6. Replace the Cables
If you intend to replace your bow’s buss cables as well, now will be the time to do so. Removing and replacing these cables is very similar in procedure to bowstring replacement. While some bows feature a single cable, others feature two, as in the case of dual cam bows.
Begin by removing the cables from their posts at the bottom cam and work them free from their groove in the bow’s cable slide.
Once you remove these cables at their opposite end, you can install your new cables.
7. Install the Peep Sight and D-Loop
Before removing your bow from the press, you’ll install your peep sight and D-loop. If you recorded the distance between your peep sight and D-loop before removing your old string, reference them now. If you use a drop away arrow rest, now is also the time to tie in its actuation cord.
When installing your peep sight, avoid using excessive serving string until you’re happy with the sight placement. By leaving a little wiggle room, you can adjust your peep sight if needed.
8. Let the Tension Off of Your Bow. Slowly.

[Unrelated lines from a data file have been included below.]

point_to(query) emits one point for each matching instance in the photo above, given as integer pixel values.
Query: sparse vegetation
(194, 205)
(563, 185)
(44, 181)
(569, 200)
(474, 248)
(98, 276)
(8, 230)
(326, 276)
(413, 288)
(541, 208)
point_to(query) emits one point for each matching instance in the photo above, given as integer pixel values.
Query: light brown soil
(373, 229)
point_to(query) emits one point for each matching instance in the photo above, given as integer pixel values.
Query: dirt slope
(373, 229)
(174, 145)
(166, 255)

With your string and cables installed, you can begin to let the tension off your bow press. It can be helpful to keep a bit of tension on your bowstring by hand. This tension prevents the string from coming off of its posts as it comes under tension.
With your portable press disengaged, measure to ensure that your bow’s axle-to-axle, draw length, and brace height measurements match the manufacturer’s spec. Concerning dual-cam models, draw your bow while an assistant checks the cam timing. Remove any discrepancies by adding twists to a bow’s buss cables, in a bid to adjust cam timing.
Stringing A Compound Bow FAQ’s
Is Stringing A Traditional Bow Different Than A Compound Bow?
Yes. Stringing a traditional bow, such as a recurve, can be significantly different than stringing a compound bow. In many ways, stringing a traditional bow is much simpler than stringing a compound bow, as it has no cams or idlers.
Do New Bowstrings Stretch?
New bowstrings do indeed stretch. The fibers in a new bowstring lengthen as they break-in. The break-in process of a new bowstring takes somewhere between 50 and 200 shots. You can minimize the break-in with quality, pre-stretched bowstrings.
Don’t worry about this bit of stretch. It doesn’t affect arrow speed or any other performance-related factor.
How Long Does A Bowstring Last?
The answer to this question is situational and can vary . Much of a bowstring’s wear depends on how well you maintain it. It also depends on how frequently you shoot, and what kind of environmental factors the string experiences. If you expose a bowstring to moisture when bow hunting, or you shoot frequently in various forms of competition archery, you’ll speed up string wear.